Anybody have a brass rod big enough to mill a 12 pound howitzer barrel from?
:beer: 
:sniper:


----------



## greenheadfallon (Oct 19, 2005)

Sounds like my kind of gun! :sniper:


----------



## natemil373 (Dec 3, 2005)

Heck, I thought this was a joke when I first started to read this, but I think that he is serious.

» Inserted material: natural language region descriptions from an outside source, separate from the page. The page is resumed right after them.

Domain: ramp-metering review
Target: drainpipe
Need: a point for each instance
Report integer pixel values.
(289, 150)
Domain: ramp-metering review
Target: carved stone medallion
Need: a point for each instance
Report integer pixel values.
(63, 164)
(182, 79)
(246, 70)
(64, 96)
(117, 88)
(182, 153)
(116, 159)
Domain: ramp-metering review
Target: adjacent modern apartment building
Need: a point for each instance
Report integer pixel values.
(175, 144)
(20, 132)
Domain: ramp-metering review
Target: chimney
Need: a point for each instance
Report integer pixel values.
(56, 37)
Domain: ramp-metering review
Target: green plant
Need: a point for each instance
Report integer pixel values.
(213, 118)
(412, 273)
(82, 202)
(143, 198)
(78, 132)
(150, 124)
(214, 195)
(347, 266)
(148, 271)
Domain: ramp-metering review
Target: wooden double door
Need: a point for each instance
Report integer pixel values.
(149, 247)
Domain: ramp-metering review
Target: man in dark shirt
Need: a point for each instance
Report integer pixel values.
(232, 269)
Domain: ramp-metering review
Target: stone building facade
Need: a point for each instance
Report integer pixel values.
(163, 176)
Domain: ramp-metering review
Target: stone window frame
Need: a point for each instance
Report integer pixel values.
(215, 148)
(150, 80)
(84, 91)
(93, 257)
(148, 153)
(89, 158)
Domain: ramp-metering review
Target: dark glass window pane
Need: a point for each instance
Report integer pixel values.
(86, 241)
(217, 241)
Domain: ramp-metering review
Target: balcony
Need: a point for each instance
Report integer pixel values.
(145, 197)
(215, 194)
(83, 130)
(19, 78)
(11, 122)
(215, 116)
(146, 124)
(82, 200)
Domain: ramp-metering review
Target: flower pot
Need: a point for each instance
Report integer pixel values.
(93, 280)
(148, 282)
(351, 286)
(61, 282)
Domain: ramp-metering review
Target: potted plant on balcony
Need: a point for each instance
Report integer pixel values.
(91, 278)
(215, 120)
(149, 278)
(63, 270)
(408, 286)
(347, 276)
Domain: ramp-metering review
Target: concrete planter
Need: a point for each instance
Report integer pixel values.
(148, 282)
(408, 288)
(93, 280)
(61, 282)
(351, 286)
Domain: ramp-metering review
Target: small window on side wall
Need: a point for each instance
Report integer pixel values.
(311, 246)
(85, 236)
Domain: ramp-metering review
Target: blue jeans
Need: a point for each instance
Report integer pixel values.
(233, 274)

Neat.


----------



## PAwoodsman (Jan 10, 2006)

That gives me some new ideas about deer huntin tatics

:lol:


----------



## Hawkseye (Nov 21, 2005)

I'd have to put a scope on it, though..


----------



## MossyMO (Feb 12, 2004)

OK, this guy is crazy !!!


----------



## goosehunter29 (Sep 23, 2003)

wow........that is awesome


----------



## nutt (Jan 17, 2006)

thats halarious


----------



## bowshot (Feb 15, 2006)

what about using it on flocks of geese with say a load of .32 steel ball bearings, but seriousley that has to be one of the best hunting stories ever


----------



## Hawkseye (Nov 21, 2005)

They used to actually have "goose guns" that were designed to throw out huge amounts of shot into flocks of geese that could take 50 birds with one shot...not too much unlike the portrayed cannon...


----------



## honkbuster3 (Jan 11, 2006)

who the heck would think of that?????? It looks like he just about ruined the meat. .........I will have to use that for my duck hunting next year....NO MORE WOUNDED DUCKS!  :beer:


----------